Dear editor
We read with interest the article by Recalcati et al. about the report of cutaneous manifestations in Coronavirus disease 2019 (COVID‐19) patients. We would like to highlight that some potentially severe manifestations in these patients are not directly related to the coronavirus but to the medications administered. 1
A 49‐year‐old woman with morbid obesity, and no other relevant antecedents, was admitted in the Intensive Care Unit, due to severe respiratory failure. Chest X‐ray showed bilateral lung diffuse opacities predominantly involving the upper and middle fields. Severe acute respiratory syndrome‐related coronavirus 2 (SARS‐CoV‐2) reverse transcription‐polymerase chain reaction (RT‐PCR); rendered a positive result. The patient required invasive ventilatory support in the intensive care unit for 24 days. Throughout this period, treatment with interferon beta (250 mg/24 h), hydroxychloroquine (200 mg/12 h); azithromycin (500 mg/24 h), ceftriaxone (2 g/12 h), lopinavir‐ritonavir (800–200/24 h); methylprednisolone (40 mg/12 h) and tocilizumab (600 mg single dose) was administered. After successful extubation, the patient was transferred to the pneumology ward remaining asymptomatic. All the drugs were interrupted except for methylprednisolone (tapered to 16 mg daily). Seven days later, respiratory worsening was observed with cough and crackles on pulmonary auscultation. Empiric treatment with cefditoren (400 mg/12 h) was started. The following day, the patient suffered an episode of fever (38.4°C). Blood tests revealed neutrophilia [7.75 × 103/μL; Normal Range (NR), 1.9–7.3 × 103/μL; last measurement, 3.11 × 103/μL] and C‐reactive protein level of 59 mg/L (NR, 0–5 mg/L). At that time, a skin rash was noticed.
Upon physical examination, a confluent reddish macular rash was observed, mainly on the trunk, but also involving the neck, face, arms, and axillary and neck folds. Small widespread pustules developed over the macules (Fig. 1). No mucosal involvement was seen. Clinical diagnosis of Acute Generalized Exanthematous Pustulosis (AGEP) was issued. Therefore, cefditoren was interrupted and methylprednisolone was raised (0.3 mg/kg/day of prednisone). Skin lesions improved along with the general condition of the patient.
Figure 1.
Clinical features. (a) Diffuse erythema with multiple small pustules. (b) Small grouped pustules on the abdomen.
Histological analysis showed subcorneal pustules with abundant inflammatory infiltrate, papillary oedema, and few eosinophils within superficial dermis (Fig. 2). Subsequent cultures of pustular content were negative. Thus, the diagnosis of AGEP was confirmed. The Euro‐ Severe cutaneous adverse reaction (SCAR) score was 11 points. Cefditoren, a cephalosporin‐derived beta‐lactam, was the probable culprit drug (Naranjo score of 7). 2
Figure 2.
Histological findings. Epidermis with three subcorneal pustules and perivascular infiltrate composed of neutrophils and scattered eosinophils (H & E stain, ×200 original magnification).

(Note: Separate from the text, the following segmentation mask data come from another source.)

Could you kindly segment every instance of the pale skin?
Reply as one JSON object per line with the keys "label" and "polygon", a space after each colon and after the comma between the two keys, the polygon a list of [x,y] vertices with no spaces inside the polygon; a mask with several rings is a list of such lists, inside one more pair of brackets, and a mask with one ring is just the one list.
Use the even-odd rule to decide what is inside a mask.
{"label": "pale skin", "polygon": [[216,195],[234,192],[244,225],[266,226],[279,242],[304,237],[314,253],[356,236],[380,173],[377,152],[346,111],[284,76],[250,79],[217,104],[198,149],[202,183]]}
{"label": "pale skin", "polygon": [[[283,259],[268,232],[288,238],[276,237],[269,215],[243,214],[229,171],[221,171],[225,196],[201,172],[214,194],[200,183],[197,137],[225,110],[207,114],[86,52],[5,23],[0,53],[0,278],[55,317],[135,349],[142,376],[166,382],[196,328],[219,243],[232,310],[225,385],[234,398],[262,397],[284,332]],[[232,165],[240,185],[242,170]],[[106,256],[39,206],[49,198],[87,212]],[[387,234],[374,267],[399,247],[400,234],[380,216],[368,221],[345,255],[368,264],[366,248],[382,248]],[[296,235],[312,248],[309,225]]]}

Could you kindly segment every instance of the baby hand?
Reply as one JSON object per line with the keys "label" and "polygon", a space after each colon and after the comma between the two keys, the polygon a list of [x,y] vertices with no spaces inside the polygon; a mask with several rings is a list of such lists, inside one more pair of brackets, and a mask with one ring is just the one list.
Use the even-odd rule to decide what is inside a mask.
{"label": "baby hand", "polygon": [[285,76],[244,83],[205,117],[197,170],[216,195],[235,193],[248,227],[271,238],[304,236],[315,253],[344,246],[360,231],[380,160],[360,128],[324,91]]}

Severe cutaneous adverse reactions (SCARs) constitute a group of high morbidity dermatosis. Among them, AGEP consist of the acute onset of fever and a maculopapular rash – started on the trunk or flexural areas – usually within 48 h of taking the drug responsible. Antibiotics are the main cause of AEGP. It is characterized by the development of dozens to thousands of small sterile pustules on an erythema background. Withdrawal of the suspected drug is followed by the rapid resolution of symptoms. 2 Additionally, R1 side chains of cephalosporins are highly conserved and have been demonstrated to promote cross‐reactions with penicillins containing similar structures. Indeed, ceftriaxone and cefditoren share similar R1 side‐chains. 3 As a matter of debate, our patient was previously treated with ceftriaxone with no adverse effects. However, it could be easily argued that she was receiving a high dose of corticosteroids at the same time as ceftriaxone, whereas the corticosteroid had been tapered when cefditoren was established. Hence, corticosteroids could have prevented the initial development of AEGP.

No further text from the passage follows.